What Does Brexit Mean For The Fine Wine Market?

14/01/2021

Justin Knock, Oeno’s Chief Wine Analyst and a Master of Wine, gives an update on the implications of Brexit for the fine wine market.

«The worst fears of the UK wine trade have been averted with the signing of the Brexit deal on Christmas Eve. Yet while importers and traders are relieved with the outcome there is no doubt wine movements between the UK and the EU have become more complicated, and there will be a slow period of adjustment to the new rules. But it could have be much more difficult without a deal in place.

The best news is that the implementation of VI-1 certification has been avoided. The VI-1 is a standard form certifying origin for non-EU wines arriving in the EU, and must include analytical data from lab analysis of each product. It’s estimated that through paperwork and analysis costs each VI-1 would add 300-400 euros in cost to every single EU shipment into the UK. With around 250,000 movements per year this would be a significant barrier to trade and a huge additional cost to producers with no tangible benefit for importers or consumers.

The impact would have been acutely felt on small lots and fine wine, where the cost is spread over a smaller quantity sometimes only a few cases at a time. This would dramatically increase on-shelf prices for fine wine but have almost no impact on supermarket wine.
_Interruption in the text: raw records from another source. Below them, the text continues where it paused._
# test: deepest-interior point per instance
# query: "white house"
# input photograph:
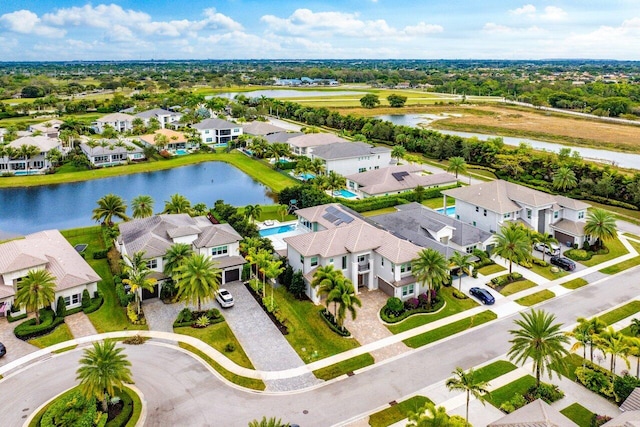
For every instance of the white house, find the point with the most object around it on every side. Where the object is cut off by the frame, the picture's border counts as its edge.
(45, 250)
(120, 122)
(217, 131)
(491, 204)
(156, 234)
(395, 180)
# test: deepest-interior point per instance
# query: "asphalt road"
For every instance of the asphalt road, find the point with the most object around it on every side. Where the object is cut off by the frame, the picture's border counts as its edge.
(181, 392)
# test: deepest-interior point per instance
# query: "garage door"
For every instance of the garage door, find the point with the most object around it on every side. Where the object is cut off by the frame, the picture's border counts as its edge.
(232, 275)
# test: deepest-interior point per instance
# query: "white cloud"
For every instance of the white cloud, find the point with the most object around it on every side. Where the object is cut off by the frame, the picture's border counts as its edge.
(27, 22)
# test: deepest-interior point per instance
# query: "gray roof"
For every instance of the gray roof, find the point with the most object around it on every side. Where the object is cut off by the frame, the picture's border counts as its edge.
(346, 150)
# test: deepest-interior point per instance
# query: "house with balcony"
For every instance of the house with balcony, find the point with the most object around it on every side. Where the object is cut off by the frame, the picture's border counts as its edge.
(50, 251)
(490, 205)
(217, 131)
(155, 235)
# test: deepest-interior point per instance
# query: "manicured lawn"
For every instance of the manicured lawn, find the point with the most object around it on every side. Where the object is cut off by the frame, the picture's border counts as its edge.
(505, 393)
(450, 329)
(491, 269)
(241, 381)
(341, 368)
(453, 305)
(575, 283)
(578, 414)
(218, 336)
(616, 249)
(398, 412)
(515, 287)
(533, 299)
(493, 370)
(59, 334)
(309, 335)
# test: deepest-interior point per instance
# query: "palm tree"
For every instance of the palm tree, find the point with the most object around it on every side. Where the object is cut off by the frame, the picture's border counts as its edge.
(177, 204)
(465, 381)
(174, 257)
(512, 244)
(463, 262)
(198, 279)
(142, 206)
(540, 340)
(564, 179)
(431, 269)
(457, 165)
(103, 369)
(35, 291)
(600, 224)
(110, 206)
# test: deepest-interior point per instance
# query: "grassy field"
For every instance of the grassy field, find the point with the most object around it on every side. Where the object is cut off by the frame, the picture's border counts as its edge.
(398, 412)
(453, 305)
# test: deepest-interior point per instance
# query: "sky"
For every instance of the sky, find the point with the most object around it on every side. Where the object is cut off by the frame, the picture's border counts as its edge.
(54, 30)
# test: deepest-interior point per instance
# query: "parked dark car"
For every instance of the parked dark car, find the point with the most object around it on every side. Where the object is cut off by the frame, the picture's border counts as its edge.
(562, 262)
(483, 295)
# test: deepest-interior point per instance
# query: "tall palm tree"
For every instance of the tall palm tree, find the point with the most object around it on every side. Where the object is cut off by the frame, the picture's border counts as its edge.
(600, 224)
(35, 291)
(174, 257)
(431, 269)
(466, 381)
(512, 244)
(463, 262)
(457, 165)
(564, 179)
(540, 340)
(142, 206)
(103, 369)
(198, 279)
(109, 207)
(177, 204)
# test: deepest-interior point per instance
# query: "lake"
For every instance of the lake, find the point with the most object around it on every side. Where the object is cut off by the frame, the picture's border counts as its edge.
(63, 206)
(625, 160)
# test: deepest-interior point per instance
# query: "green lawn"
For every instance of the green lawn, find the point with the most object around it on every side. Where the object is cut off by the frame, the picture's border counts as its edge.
(309, 335)
(59, 334)
(533, 299)
(110, 317)
(341, 368)
(505, 393)
(493, 370)
(515, 287)
(450, 329)
(578, 414)
(218, 336)
(398, 412)
(453, 305)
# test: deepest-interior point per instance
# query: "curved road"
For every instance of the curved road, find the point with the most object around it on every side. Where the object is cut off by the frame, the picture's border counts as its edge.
(181, 392)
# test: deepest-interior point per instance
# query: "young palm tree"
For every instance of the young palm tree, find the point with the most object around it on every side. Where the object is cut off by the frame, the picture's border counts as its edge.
(431, 269)
(512, 244)
(142, 206)
(564, 179)
(457, 165)
(600, 224)
(198, 279)
(103, 369)
(465, 381)
(35, 291)
(463, 262)
(109, 207)
(540, 340)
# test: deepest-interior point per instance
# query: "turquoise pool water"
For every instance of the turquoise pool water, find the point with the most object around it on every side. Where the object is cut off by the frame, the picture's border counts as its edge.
(277, 230)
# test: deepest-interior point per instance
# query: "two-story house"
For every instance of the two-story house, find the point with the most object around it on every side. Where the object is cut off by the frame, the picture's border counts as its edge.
(490, 205)
(156, 234)
(50, 251)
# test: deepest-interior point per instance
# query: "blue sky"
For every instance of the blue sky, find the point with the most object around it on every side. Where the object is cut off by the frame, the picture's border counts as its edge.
(33, 30)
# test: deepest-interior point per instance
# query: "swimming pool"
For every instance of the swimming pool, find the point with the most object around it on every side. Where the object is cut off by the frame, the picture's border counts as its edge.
(277, 230)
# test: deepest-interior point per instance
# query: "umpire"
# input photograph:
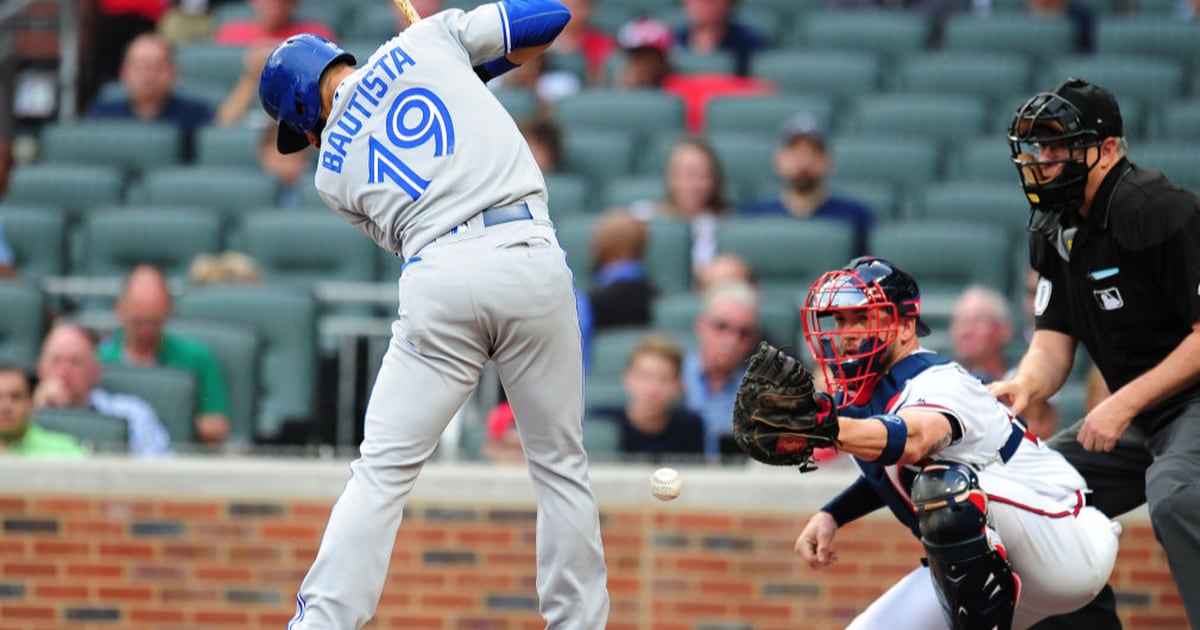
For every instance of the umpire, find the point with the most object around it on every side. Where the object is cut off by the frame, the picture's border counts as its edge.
(1117, 249)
Fine wine outcomes could have been potentially even worse. Lab analysis for alcohol, pH and acidity requires destructive sampling, so if you were, for example, shipping 6 bottles of Armand Rousseau Chambertin to the UK, one bottle would be destroyed to generate the analysis data for the VI-1. This would be required for every single shipment, regardless of whether that exact wine had been shipped previously with a VI-1 certificate. The implication is that many small producers would simply refuse to supply the UK, or the cost of fine wine would increase dramatically.

But EU producers do not get off for free. Wines still require certification authenticating origin, which the producer can complete themselves. This is additional paperwork, but not a deal-breaker to trade. So while producers from the EU breathe a sigh of relief, it’s believed that the New World producers (which includes Australia, the US, Chile, South Africa, New Zealand and Argentina) who already comply with VI-1 certification requirements would have the most to benefit from a more level playing field with the EU.

A further boost is that VAT deferment in EU imported wine remains in place, so long as the wine is delivered into a bonded warehouse. If this had not been rolled over the cash flow blow against wine importers would have been sufficient to push many into insolvency or at best, struggle to adjust to the new terms.

In many other areas it’s still too early to know what the impacts will be. It’s believed that samples arriving into the UK for Burgundy En-Primeur tastings this month, will, for example, now incur duty costs of £2.23 per bottle whereas previously there would be no charge. Given the huge number of cuvees Burgundy producers make this can easily be a new bill for thousands of pounds for importers.

Other impacts will simply take time to ascertain. A great majority of importers, at least those not crippled by COVID, have beaten the Brexit deadline by importing several months of additional stock and are capable of operating without EU shipments for at least the first quarter. Some of these are running test-shipments, without needing the stock, to determine how the new customs clearance processes will work.

Overall we know that things are not simpler. Costs will inevitably rise and it’s to be determined whether this will be absorbed by the trade or passed on to the consumer. Longer term the strength of sterling will be a bigger determinant of whether UK prices rise or fall. And regardless of the barriers that eventuate (or not) this year, the new deal contains plenty of break clauses and opportunities to apply tariffs, just as it does for other imported goods. And the whole deal is up for renegotiation in just three years. Just like nature, the wine trade is going to have to adapt to the new environmental conditions to survive.»